Let’s Talk Microaggression

Joe Biden recently made a claim that he was bringing back sensitivity and diversity training but that was an untruth from our dear President. Joe Biden brought back the unethical and divisive teaching of Critical Theory. There has always been a place for sensitivity and diversity training in the United States. It’s important to understand the distinction. You can read more about CRT here but let’s focus on microaggression.

Microaggression is a popular word that you may hear in a diversity or sensitivity training session.

Websters defines a microaggression as “a comment or action that subtly and often unconsciously or unintentionally expresses a prejudiced attitude toward a member of a marginalized group (such as a racial minority).”

A person can be guilty of committing a microaggression even if the offended party is unaware that they could be offended. In woke/critical ideology offending someone is a huge dagger to their sense of being and they may even use the term “spirit-murder.” Dwelling on an offense as they suggest is actually not healthy. In the Bible, it says that we should step over an offense. Throughout our lives, we can choose to step into an offense and become ensnared by it. Mentally dwelling on the mistakes of others will drive a person mad with bitterness.

If you have the time, check out this sermon from a local church on being ensnared by an offense. Christ Church Of The Valley did a four-part series on training people to step over an offense and it is worth a listen after the 4.5 min mark. Key verses from can be Luke 17:1 where Jesus tells us that offenses will happen in life. Another focal verse is Proverbs 19:11.

The woke crowd weaponize the word microaggression because they assign motive to every faux pas. Critical ideologies say that microaggressions are committed due to internalized racism. They project an ideal onto people that is inappropriate for various reasons.

It’s not helpful to make false accusations of racism. Diversity and sensitivity training alone should be a unifying and educational activity. This training becomes divisive when they include critical theory which tries to explain every interaction through a lens of racism.

Most of life’s interactions cannot be interpreted through a lens of racism. For example, Critical Theory would have you believe that every mundane activity that a white person engages in down to breathing and brushing their teeth is an act of white supremacy. It is helpful to look at interactions from a Biblical perspective.

Here you can watch a secular perspective. Tanya TKO is a worldly counselor. You can read through the comments and see that she is pulling her audience into an offense.

My parents went on a trip to China a few years ago and they experienced some international microaggression. Their entire trip was quite a learning experience. They went to Beijing and bought shirts that said, “I heart BJ.” The innuendo went completely over their heads and they proudly posted themselves wearing their new shirts in their Facebook profiles.

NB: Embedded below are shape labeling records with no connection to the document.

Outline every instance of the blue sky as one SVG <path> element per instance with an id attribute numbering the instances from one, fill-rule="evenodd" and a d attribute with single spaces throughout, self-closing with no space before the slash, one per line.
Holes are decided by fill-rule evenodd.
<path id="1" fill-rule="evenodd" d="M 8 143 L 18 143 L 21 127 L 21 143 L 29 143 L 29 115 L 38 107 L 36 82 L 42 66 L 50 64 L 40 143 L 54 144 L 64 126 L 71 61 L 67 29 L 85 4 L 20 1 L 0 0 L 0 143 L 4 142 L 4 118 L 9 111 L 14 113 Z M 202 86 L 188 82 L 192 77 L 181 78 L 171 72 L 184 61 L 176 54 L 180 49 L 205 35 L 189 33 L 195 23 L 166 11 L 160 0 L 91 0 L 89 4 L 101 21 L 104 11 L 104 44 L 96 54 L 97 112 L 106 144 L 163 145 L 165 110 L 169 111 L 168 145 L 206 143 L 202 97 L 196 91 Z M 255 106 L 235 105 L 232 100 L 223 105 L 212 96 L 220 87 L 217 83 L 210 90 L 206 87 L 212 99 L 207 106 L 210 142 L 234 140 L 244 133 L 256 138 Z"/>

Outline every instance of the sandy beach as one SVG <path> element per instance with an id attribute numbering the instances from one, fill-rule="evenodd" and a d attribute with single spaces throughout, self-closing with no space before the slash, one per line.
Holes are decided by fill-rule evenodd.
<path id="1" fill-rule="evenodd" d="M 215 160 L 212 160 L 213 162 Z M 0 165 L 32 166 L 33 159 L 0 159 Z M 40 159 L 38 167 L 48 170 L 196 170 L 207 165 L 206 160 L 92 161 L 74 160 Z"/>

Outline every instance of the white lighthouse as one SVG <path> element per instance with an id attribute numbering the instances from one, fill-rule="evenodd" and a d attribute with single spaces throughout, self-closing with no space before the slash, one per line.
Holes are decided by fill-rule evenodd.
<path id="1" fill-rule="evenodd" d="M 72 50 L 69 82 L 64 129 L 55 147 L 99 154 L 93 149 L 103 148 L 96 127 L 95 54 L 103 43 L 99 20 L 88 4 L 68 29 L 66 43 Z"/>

Other comedy ensued in their various travels to tourist attractions. Chinese people stopped them and asked them to take a picture with my dad. They are not sure why people wanted to take a photo with my dad, but they thought that perhaps it was because he looked so different from the average Chinese person. My parents found the incident to be a comical addition to their trip. They could have chosen to be offended or projected inaccurate reasoning onto the local Chinese. My parents chose to see the humor in the situation rather than think that the Chinese people hated them or thought negatively of Americans

It’s not all bad

I have sat through sensitivity training myself and it is becoming a popular addition to large company policy. These types of training often make people aware of things that others may find offensive. Unintended insults could potentially impact profit margins so there is a practical application for this training. Large companies typically have their employees avoid any offense.

I’ll list a few items that are covered in this type of teaching that will give you a flavor of these trainings.

Diversity training may teach people to avoid certain phrases. One example might be the phrase “cotton-picking” which is used as a replacement phrase for swearing. It essentially means darn. The phrase “cotton-picking minute” refers to an older phrase that is still in use in the United States. Most people that use it say it without even considering the origin or implications. Cotton-picking was an activity that slaves would do in early America so this phrase may be offensive to people of African descent.

Sensitivity training covers word choices that people find offensive regardless of race. Some people choose to use terms of endearment like, sweetie, baby, honey, doll instead of using a person’s real name. People tend to do this with elderly people, but many people find it offensive. Sometimes when people choose these types of words, they use them as an intentional put-down. People can get quite offended when they believe that they are being talked down to.

There is value in these types of trainings because people may be offending others unintentionally and without realizing it. These offenses would fall under the category of microaggression and many are easily avoidable.

Its not possible or realistic to elminite all insults. Offensive is a part of life but we have control over how we react to it.